AP: You also made a multiple and that, as well as being on sale actually worked directly with the projection?
HdM: Well the projection was on one wall, and then at a right angle was this kind of shop fitters hook, with this pack: ‘construct your own, complete with extra parts for modification.’ From the pack, you could literally cut it out, and make exactly the same model as the one I’d made, or you could continue to make alterations to it with other parts. There was a skip and a porter-loo and some cones, and various other bits of scaffolding that you could add to it. And I suppose I was quite interested in bringing something that was quite urban in terms of re-development, into something very rural, because it was in this tiny village in the middle of nowhere. I was interested in the tension between the two states.
AP: Now, a piece of work that you did quite recently, ‘Fit like?’ ‘Aye, Pecking’ shows a lot of humour and was quite a sidestep from themes explored previously. To walk into the gallery, look up and see two little birds on a perch looking down on everyone with a seeming chortle, it had a real lightness of touch. How did you come to make this piece?

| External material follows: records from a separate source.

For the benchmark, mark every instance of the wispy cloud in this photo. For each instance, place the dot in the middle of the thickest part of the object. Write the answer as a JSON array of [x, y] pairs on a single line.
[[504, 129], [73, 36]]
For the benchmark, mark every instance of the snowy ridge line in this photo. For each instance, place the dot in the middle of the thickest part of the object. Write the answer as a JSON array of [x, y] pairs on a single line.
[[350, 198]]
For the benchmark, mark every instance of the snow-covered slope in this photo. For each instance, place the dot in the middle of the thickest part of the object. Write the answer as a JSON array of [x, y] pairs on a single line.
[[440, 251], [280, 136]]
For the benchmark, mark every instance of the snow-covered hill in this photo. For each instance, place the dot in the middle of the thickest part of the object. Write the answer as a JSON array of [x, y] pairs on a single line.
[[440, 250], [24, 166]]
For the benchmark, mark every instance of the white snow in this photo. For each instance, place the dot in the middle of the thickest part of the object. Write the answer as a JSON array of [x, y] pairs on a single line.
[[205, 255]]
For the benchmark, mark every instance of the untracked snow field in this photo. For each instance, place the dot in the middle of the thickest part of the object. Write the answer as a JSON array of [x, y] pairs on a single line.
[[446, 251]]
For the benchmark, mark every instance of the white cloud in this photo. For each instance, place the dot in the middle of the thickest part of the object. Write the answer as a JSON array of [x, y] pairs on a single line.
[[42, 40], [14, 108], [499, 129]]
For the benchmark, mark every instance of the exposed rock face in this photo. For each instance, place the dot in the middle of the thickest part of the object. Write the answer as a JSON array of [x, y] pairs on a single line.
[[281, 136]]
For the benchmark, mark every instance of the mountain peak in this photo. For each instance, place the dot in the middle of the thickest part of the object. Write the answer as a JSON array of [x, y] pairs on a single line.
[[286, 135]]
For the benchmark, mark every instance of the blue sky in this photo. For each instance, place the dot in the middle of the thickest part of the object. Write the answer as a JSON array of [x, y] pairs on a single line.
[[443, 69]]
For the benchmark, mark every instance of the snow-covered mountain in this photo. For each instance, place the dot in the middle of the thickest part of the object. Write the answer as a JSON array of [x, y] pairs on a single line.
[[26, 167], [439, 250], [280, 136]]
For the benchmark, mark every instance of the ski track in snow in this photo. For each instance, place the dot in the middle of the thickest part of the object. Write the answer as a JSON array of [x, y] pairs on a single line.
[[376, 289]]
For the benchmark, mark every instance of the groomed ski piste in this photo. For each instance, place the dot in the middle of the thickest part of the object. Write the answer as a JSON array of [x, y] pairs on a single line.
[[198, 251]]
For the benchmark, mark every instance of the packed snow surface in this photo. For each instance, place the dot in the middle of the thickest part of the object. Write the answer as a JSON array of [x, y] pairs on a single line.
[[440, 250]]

HdM: Well strangely enough it came from something I saw when I was a student having a drink somewhere, and two birds landed on a telegraph wire. As one went down, the other went up and they were kind of bobbing to keep each other on there. There was this interplay between them-they were working as a pair, and I thought it was really beautiful, and was like, ‘damn, where’s that video camera when you need it?’ It’s an image that stuck with me. I wanted to recreate it, cause I guess it picks up on this idea of relationships, and a connection between two separate bodies. So I started to make clay birds, chicken wire birds… but then I was just on the market one day, and I saw these electronic birds that were doing almost exactly what I wanted them to do. And so I bought them, and I rewired them… It was kind of interesting as it brought something a lot different to the work; changed what it originally was. They became very much a pair together, but rather than supporting each other as I had imagined, they were being quite mischievous up there. I tried to get them to go at the same speed, but their motors were just slightly different, I couldn’t get them to keep in time. But in the end, I kind of liked that; how they were together and then they were apart. And I think the materials brought a lot of humour to the piece-they were just these plastic birds, I think they were called ‘Funny Happy Birds’, made in China, it was a real departure from having made everything in cardboard and then to go and buy these readymade objects…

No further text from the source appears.